Unfortunately, I don't have any such machines.  But anyway, you could also
consider using local_t, which keeps the same barrier semantics as atomic_t
without the cross-CPU bus locks.

> BTW, I think we can check busy flags safely with smp_call_function.

It may be safe, but why would you want to do this?  I see no advantage over the
simple loop that we have now...

Comment 19 Josh Stone 2009-03-03 20:13:30 UTC

(In reply to comment #18)
> The atomic_dec()s may still be an issue though, which we could fix either by 
> making them atomic_dec_return(), or inserting an smp_mb__before_atomic_dec().

Hmm, actually I guess there aren't any context writes in the probe exit-path
that would be hurt by the decrements being reordered and an interrupt jumping
in.  So maybe this is ok as-is.

Comment 20 Josh Stone 2009-03-07 23:24:07 UTC

Another possibility is to choose something like c->probe_point to protect
against reentrancy instead, and update that field with compare-exchange.

Comment 21 Frank Ch. Eigler 2009-03-07 23:59:58 UTC

(In reply to comment #20)
> Another possibility is to choose something like c->probe_point to protect
> against reentrancy instead, and update that field with compare-exchange.

Only if no probe cannot possibly reenter itself.

Comment 22 Josh Stone 2009-03-08 00:32:52 UTC

(In reply to comment #21)
> (In reply to comment #20)
> > Another possibility is to choose something like c->probe_point to protect
> > against reentrancy instead, and update that field with compare-exchange.
> 
> Only if no probe cannot possibly reenter itself.

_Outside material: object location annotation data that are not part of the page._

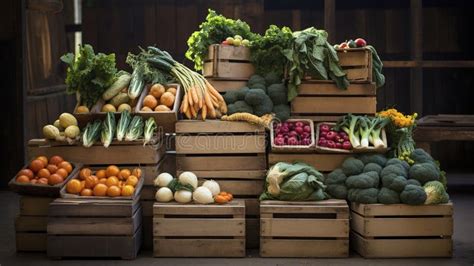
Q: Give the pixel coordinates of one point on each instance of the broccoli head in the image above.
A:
(352, 166)
(435, 193)
(282, 111)
(265, 107)
(278, 93)
(413, 195)
(388, 196)
(372, 167)
(255, 97)
(424, 172)
(373, 158)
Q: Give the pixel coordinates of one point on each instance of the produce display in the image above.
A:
(185, 189)
(108, 182)
(378, 179)
(44, 171)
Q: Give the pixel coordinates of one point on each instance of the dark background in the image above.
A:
(426, 47)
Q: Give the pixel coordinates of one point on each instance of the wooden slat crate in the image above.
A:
(304, 229)
(94, 228)
(192, 230)
(227, 61)
(402, 231)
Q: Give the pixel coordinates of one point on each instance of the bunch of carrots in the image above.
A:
(200, 97)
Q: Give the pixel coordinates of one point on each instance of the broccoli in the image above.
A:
(265, 107)
(394, 182)
(388, 196)
(282, 111)
(337, 191)
(278, 93)
(373, 158)
(255, 97)
(413, 195)
(398, 161)
(256, 79)
(424, 172)
(435, 193)
(372, 167)
(352, 166)
(272, 78)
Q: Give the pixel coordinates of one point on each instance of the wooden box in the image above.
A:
(322, 101)
(167, 119)
(94, 228)
(304, 229)
(192, 230)
(402, 231)
(227, 61)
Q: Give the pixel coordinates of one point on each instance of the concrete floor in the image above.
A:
(461, 191)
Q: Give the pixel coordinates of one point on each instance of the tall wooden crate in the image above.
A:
(304, 229)
(195, 230)
(402, 231)
(233, 154)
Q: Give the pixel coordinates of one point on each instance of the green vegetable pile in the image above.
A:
(215, 29)
(262, 95)
(294, 182)
(376, 179)
(89, 74)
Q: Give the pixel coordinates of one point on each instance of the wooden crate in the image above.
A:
(227, 61)
(322, 101)
(193, 230)
(402, 231)
(94, 228)
(304, 229)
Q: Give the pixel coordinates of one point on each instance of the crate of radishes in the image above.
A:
(293, 135)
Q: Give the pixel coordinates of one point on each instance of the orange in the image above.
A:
(36, 165)
(56, 160)
(137, 172)
(127, 191)
(23, 179)
(73, 186)
(100, 190)
(112, 170)
(55, 179)
(44, 159)
(66, 165)
(124, 174)
(132, 180)
(101, 174)
(52, 168)
(112, 181)
(26, 172)
(86, 192)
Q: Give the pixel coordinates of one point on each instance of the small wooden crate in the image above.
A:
(227, 61)
(402, 231)
(94, 228)
(192, 230)
(304, 229)
(322, 101)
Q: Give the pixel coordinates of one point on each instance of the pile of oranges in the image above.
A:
(112, 182)
(46, 172)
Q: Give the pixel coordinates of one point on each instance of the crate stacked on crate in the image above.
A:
(304, 229)
(193, 230)
(30, 224)
(232, 153)
(91, 227)
(228, 67)
(402, 231)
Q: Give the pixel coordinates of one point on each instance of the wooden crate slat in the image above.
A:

Why is that?  The probe would just cmpxchg against 0 -- if it returns anything
non-0, then somebody is already in there.  This works even if that somebody is
the same probe.

Comment 23 Frank Ch. Eigler 2009-03-08 05:52:48 UTC

> Why is that?  The probe would just cmpxchg against 0

Ah yes, you're right.

Comment 24 Frank Ch. Eigler 2011-06-10 19:52:38 UTC

Probably not worth it; can reevaluate if performance differences are observed.